BirGün Pazar yazarı Anıl Baba'nın, "Türkiye'nin 'beac club' mafyaları" başlıklı yazısı özetle şöyle:
Ege sahillerindeki şu meşhur beach club’larda girişler hafta içi 80-90, hafta sonu 100-125 lira. Fiyata şezlong, şemsiye ve bir kola dahil, o da 200 ml’lik küçük kutuda olanlardan.
Kimisinde giriş 50 lira ama şemsiye ve şezlong ekstra, 30-40 lira. Bazısında giriş ücreti yok ama içeride kişi başı 150-200 liralık harcama yapmanız zorunlu. Pofidikleri ayrıca kiralayanlar var, 20-25 lira. Otopark zaten 25-30 lira. Arabanız dandik, cüzdanınız ince gibiyse “içerisi dolu” deyip geri çevirebiliyorlar. Kapıda çantanız fermuarlı ceplerine kadar didik didik aranıyor, mekâna yanlışlıkla su veya gofret bile sokamıyorsunuz.
İçerde tost 30 lira. Limonata 20 lira. Kahve 25 lira. Bira 40 lira, 33’lük. “Frozen mermaid margarita with a twist of lime and coconut” gibi cafcaflı kokteyller isimlerinin uzunluğuna göre 80-100 lira.
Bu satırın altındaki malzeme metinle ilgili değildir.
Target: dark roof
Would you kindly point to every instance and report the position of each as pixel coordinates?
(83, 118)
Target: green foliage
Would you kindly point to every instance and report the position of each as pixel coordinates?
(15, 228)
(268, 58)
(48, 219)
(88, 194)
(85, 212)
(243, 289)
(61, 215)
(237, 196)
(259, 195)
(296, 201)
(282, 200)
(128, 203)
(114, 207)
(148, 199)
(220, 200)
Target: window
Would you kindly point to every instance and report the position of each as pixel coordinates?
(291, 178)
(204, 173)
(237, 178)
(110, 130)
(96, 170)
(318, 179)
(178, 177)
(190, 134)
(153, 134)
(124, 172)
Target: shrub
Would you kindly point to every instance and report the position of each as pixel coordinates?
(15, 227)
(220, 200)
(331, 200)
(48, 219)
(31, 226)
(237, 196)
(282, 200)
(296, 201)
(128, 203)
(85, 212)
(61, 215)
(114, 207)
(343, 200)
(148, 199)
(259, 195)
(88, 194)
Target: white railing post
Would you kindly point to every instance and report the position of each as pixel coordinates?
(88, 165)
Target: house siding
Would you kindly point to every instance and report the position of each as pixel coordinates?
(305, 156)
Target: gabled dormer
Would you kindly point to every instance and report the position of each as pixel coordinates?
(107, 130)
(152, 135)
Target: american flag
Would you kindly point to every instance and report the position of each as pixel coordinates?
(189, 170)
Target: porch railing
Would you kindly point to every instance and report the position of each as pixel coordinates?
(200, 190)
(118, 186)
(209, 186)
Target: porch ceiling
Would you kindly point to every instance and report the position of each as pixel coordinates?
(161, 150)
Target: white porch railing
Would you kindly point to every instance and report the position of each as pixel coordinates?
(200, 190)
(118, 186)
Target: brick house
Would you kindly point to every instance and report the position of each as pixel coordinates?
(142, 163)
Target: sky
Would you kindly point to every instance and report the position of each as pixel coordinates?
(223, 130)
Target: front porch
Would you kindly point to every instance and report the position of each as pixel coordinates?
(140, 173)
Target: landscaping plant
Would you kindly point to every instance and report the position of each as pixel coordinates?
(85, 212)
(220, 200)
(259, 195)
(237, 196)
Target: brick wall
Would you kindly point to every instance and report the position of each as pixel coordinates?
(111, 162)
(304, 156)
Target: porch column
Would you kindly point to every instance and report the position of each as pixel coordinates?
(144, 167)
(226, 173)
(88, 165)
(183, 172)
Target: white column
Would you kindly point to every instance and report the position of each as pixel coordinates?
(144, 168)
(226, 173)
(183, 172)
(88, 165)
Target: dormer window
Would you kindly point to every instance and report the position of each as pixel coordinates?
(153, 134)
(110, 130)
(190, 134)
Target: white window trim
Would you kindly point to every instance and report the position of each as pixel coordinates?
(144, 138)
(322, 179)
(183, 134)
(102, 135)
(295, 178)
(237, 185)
Istakozlu hamburger 250 lira. Istakozsuz hamburger 60-70 lira. 500 liraya pizza satan mekân da var.
Göz önünde olmak isteyenler için, beach club hiyerarşisinin olmazsa olmazı olan kovalı şezlonglar 500-600 lira. Buralara oturmak için buzlu kovada şişe açmanız gerekiyor. Arkalardaki kovasız şezlonglarda oturanlara hizmet ve güler yüz yok. Mesela “kavanozda ev yapımı naneli Alaçatı limonatası” söylüyorsunuz, 45 dakikada üç kere hatırlattıktan sonra belki geliyor. İnsan gibi muamele görmek için ekstradan 100 lira bahşiş atmanız gerekiyor.
Terlemeye dayanıklı makyaj, yapılı saçlar ve örgü mayokini altı kot şort ile gün boyu hiç denize girmeden şezlongda yatıp havuç gibi kızaran hanımlar için Çeşme’deki Ayayorgi Koyu’nun karşısına 30 metrelik ilan panosu şeklinde Bepanthol yanık kremi reklamı koymuşlar. Ticari zekâ örneği mi dersiniz kapitalist distopya mı, artık siz karar verin…
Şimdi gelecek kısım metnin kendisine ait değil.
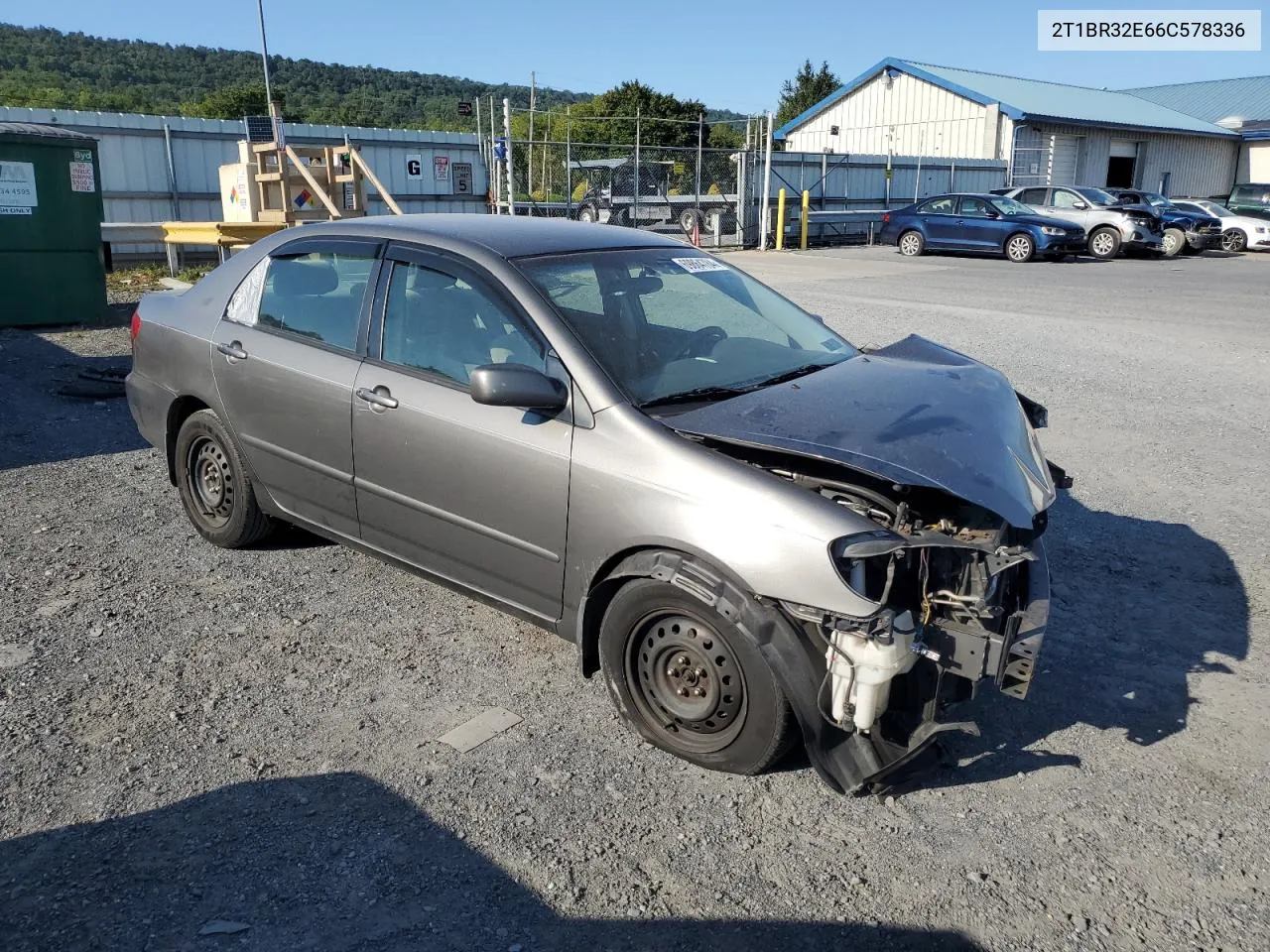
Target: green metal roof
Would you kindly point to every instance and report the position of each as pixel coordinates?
(1030, 99)
(1247, 98)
Arada denize giren hanımlar çimme pozisyonunda yüzlerine su değdirmeden usulen biraz ıslanıp çıkıyorlar. Beach club’da güneşlenirken giymek için “designer” terzilere bikini diktirenler, mayokinisini takıya boğup bijuteri dükkânı gibi gezenler var. Hedefler gerçekten çok büyük; 2023’te evli, mutlu, çocuklu…
Beyler de aynalı güneş gözlüklerinin altından, kopya çeker gibi, kafalarını çevirmeden ters açıyla ortamdaki hanımları kesiyorlar. Kiminin vücudu üçgen, kiminin göbeği Türk baklavası… Ama hepsinin ayağında 10 liralık helâ terliğine benzeyen 250 liraya satılan delikli timsah terliklerden var.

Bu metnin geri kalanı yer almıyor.